Guillermo Gutierrez1 email, H David Reines2 and Marian E Wulf-Gutierrez3

1Professor, Pulmonary and Critical Care Medicine Division, Department of Medicine, The George Washington University Medical Center, Washington, District of Columbia, USA

2Professor, Virginia Commonwealth University and Vice-Chairman, Department of Surgery, Inova Fairfax Hospital, Falls Church, Virginia, USA

3Associate Professor, Department of Obstetrics and Gynecology, The George Washington University, Inova Fairfax Hospital, Falls Church, Virginia, USA

author email corresponding author email

Critical Care 2004, 8:373-381doi:10.1186/cc2851

Published: 2 April 2004


See related letter, http://ccforum.com/content/8/5/396

Abstract

This review addresses the pathophysiology and treatment of hemorrhagic shock – a condition produced by rapid and significant loss of intravascular volume, which may lead sequentially to hemodynamic instability, decreases in oxygen delivery, decreased tissue perfusion, cellular hypoxia, organ damage, and death. Hemorrhagic shock can be rapidly fatal. The primary goals are to stop the bleeding and to restore circulating blood volume. Resuscitation may well depend on the estimated severity of hemorrhage. It now appears that patients with moderate hypotension from bleeding may benefit by delaying massive fluid resuscitation until they reach a definitive care facility.
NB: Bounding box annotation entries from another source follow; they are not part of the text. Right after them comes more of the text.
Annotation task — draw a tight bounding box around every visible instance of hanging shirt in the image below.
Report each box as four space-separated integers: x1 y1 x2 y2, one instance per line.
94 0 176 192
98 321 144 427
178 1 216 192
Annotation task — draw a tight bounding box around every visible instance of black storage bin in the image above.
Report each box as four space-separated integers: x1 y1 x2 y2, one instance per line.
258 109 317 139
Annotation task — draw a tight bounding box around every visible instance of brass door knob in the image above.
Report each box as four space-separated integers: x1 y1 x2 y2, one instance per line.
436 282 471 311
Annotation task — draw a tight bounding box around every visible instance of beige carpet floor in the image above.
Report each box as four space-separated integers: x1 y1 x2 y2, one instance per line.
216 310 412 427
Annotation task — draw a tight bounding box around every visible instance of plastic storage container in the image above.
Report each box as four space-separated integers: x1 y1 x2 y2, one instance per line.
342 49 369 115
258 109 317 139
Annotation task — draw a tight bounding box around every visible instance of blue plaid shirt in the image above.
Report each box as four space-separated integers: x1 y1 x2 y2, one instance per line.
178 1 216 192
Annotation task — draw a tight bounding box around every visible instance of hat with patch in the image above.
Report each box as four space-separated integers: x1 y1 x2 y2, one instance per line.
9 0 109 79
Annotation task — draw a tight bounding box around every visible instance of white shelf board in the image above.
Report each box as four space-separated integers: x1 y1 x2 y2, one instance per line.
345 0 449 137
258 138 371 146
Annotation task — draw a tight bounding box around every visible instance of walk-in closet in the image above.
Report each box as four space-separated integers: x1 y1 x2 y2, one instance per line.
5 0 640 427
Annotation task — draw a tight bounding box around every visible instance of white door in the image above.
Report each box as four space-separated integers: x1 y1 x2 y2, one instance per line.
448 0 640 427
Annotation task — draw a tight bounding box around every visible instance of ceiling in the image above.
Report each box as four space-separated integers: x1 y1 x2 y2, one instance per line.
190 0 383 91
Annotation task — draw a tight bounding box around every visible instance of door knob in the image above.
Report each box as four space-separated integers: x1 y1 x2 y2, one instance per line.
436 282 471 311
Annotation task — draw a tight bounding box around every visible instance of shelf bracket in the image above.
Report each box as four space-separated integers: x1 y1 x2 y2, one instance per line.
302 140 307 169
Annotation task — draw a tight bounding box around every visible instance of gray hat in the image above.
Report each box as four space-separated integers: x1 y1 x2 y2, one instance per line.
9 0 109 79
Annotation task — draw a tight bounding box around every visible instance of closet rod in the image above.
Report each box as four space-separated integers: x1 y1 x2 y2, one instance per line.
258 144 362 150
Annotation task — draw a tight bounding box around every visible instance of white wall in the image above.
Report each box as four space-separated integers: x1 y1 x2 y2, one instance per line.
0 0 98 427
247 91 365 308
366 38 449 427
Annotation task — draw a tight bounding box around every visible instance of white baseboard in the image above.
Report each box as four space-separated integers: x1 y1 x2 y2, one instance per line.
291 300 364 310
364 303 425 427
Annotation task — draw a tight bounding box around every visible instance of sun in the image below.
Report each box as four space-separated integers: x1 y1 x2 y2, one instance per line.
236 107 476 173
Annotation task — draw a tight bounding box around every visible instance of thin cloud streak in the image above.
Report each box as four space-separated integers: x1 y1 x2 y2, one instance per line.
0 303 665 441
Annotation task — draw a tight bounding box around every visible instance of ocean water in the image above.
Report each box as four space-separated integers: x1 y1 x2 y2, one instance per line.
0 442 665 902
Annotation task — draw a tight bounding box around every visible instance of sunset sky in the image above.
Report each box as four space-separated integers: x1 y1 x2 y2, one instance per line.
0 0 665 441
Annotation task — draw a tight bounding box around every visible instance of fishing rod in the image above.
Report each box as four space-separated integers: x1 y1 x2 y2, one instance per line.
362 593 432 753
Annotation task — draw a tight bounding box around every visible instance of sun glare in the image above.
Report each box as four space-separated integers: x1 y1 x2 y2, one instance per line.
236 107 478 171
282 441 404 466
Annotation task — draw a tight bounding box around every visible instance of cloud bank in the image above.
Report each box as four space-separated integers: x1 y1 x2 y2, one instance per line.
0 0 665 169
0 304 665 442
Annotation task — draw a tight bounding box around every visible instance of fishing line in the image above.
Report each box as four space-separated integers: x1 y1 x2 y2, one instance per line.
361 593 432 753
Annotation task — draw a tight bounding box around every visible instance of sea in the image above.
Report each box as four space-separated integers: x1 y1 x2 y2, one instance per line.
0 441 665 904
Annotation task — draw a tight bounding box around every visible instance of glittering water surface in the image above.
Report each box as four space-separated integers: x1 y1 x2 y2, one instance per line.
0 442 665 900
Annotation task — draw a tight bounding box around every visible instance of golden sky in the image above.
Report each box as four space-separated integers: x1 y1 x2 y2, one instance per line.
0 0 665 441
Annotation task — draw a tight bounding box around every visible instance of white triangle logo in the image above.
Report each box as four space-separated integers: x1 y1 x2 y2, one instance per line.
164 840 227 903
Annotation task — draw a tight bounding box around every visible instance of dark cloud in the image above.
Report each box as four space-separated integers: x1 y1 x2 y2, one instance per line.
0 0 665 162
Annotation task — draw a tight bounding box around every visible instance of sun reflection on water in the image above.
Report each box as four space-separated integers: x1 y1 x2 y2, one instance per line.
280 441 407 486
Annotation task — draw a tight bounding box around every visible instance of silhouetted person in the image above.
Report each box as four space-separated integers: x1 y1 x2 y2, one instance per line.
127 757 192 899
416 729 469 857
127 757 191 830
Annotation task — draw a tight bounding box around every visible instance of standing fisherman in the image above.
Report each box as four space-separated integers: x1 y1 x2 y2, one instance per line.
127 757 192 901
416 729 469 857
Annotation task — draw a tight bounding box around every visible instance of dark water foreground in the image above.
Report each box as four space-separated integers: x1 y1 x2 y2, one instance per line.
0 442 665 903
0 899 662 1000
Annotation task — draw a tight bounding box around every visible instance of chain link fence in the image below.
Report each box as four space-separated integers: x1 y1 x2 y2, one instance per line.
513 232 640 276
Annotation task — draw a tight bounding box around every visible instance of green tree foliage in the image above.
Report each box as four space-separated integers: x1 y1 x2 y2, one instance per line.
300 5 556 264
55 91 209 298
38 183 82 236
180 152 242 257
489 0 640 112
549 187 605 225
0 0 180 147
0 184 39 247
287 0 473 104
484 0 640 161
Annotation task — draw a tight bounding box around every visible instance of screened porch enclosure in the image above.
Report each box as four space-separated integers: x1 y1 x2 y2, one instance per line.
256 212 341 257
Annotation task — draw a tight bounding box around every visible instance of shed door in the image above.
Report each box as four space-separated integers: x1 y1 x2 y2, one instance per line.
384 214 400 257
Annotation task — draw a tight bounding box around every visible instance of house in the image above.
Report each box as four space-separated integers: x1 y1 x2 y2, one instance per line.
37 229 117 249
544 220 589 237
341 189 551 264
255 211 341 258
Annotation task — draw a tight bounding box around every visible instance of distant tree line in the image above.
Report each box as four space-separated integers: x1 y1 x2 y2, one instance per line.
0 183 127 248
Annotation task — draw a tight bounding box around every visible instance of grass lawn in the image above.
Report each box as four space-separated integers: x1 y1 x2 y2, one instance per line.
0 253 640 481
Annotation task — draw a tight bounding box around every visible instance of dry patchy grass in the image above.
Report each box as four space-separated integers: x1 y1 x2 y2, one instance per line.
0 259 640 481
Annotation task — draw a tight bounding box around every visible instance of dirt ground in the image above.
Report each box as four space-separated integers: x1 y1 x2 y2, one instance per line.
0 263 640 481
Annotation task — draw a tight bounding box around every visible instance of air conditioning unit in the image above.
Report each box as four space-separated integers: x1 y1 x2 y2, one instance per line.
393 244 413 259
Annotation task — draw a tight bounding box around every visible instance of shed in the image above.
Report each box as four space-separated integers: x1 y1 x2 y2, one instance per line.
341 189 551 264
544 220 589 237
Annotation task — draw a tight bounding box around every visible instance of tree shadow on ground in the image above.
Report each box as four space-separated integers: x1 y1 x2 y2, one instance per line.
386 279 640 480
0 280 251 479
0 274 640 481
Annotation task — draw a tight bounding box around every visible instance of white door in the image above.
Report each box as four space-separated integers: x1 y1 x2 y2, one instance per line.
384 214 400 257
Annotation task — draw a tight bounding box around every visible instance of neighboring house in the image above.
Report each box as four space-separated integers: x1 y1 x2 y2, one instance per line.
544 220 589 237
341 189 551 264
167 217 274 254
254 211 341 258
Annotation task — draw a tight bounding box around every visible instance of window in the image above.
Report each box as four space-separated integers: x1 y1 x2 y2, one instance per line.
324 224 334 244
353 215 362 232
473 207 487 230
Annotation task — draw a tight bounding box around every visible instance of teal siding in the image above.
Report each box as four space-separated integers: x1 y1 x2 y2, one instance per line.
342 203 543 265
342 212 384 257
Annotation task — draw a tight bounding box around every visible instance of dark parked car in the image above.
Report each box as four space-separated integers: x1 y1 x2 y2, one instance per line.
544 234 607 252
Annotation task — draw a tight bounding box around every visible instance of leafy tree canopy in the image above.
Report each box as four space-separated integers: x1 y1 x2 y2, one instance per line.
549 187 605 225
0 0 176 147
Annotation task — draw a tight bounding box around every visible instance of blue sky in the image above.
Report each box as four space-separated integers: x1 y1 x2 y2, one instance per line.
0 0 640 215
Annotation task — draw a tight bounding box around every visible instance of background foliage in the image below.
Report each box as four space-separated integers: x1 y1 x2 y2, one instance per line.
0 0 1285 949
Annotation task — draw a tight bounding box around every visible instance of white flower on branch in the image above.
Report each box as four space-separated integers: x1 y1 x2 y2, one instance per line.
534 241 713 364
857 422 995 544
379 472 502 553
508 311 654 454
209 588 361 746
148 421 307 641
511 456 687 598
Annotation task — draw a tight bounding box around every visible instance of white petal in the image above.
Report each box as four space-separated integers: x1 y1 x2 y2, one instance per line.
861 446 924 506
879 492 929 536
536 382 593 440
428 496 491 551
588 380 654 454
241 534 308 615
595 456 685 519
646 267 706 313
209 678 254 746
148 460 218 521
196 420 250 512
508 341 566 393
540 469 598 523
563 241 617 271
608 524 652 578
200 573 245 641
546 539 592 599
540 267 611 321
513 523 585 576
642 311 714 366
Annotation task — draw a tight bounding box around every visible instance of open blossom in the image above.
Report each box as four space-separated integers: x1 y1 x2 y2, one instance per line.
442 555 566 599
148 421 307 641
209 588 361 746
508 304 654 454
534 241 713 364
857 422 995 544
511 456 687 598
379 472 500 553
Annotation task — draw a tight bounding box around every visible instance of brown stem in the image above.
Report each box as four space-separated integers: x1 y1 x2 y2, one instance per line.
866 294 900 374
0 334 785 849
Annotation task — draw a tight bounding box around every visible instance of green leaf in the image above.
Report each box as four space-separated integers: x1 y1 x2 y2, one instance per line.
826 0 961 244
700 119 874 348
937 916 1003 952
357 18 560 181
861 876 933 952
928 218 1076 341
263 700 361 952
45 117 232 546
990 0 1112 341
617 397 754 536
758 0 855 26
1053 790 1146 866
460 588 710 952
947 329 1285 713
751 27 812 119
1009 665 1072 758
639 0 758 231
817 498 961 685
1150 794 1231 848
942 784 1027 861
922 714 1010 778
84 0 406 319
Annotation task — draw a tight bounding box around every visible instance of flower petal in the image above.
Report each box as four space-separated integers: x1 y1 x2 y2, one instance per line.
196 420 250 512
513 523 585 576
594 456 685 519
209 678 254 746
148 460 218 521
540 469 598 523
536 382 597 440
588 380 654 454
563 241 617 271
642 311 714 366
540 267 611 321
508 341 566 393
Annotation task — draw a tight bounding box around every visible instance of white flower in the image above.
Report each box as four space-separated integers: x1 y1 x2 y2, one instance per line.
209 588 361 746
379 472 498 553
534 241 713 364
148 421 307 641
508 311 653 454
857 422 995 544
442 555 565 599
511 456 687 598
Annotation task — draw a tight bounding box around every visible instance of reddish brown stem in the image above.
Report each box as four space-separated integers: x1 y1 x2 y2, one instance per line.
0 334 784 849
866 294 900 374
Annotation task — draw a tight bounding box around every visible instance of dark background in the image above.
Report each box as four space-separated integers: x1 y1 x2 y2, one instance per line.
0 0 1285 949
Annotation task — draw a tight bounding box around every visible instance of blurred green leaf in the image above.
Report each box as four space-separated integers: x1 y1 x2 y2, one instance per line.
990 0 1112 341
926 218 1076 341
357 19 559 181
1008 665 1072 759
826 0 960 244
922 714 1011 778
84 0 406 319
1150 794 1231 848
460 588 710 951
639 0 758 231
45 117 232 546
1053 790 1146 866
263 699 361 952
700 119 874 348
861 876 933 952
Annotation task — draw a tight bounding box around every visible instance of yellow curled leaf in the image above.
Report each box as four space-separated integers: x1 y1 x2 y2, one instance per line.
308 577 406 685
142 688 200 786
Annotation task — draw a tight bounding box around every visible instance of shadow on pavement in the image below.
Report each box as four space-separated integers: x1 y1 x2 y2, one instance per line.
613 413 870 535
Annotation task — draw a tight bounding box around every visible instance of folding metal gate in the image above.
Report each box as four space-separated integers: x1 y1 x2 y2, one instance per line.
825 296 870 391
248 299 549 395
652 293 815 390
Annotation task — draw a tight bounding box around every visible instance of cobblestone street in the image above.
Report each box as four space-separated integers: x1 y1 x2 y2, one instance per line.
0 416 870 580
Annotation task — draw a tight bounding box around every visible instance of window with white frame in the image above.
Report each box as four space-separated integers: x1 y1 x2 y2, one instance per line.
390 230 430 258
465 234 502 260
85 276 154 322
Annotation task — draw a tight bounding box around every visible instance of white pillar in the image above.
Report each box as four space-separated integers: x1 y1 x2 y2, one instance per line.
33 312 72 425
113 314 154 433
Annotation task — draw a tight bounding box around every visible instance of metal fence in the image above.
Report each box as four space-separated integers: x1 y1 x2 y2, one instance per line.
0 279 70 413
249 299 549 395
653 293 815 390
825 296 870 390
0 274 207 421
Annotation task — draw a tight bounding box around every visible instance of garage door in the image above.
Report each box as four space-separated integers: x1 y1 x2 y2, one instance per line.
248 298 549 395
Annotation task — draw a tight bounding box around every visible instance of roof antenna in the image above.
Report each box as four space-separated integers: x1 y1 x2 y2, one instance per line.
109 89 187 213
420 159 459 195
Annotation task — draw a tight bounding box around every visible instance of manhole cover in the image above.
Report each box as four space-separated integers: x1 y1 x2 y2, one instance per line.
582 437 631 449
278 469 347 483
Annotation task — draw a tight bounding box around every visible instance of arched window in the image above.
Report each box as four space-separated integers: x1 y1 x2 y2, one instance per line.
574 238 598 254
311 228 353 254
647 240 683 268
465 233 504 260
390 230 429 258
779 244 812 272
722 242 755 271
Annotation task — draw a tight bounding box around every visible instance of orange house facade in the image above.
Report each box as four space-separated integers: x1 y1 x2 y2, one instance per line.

On the other hand, the use of intravenous fluids, crystalloids or colloids, and blood products can be life saving in those patients who are in severe hemorrhagic shock. The optimal method of resuscitation has not been clearly established. A hemoglobin level of 7–8 g/dl appears to be an appropriate threshold for transfusion in critically ill patients with no evidence of tissue hypoxia. However, maintaining a higher hemoglobin level of 10 g/dl is a reasonable goal in actively bleeding patients, the elderly, or individuals who are at risk for myocardial infarction. Moreover, hemoglobin concentration should not be the only therapeutic guide in actively bleeding patients. Instead, therapy should be aimed at restoring intravascular volume and adequate hemodynamic parameters.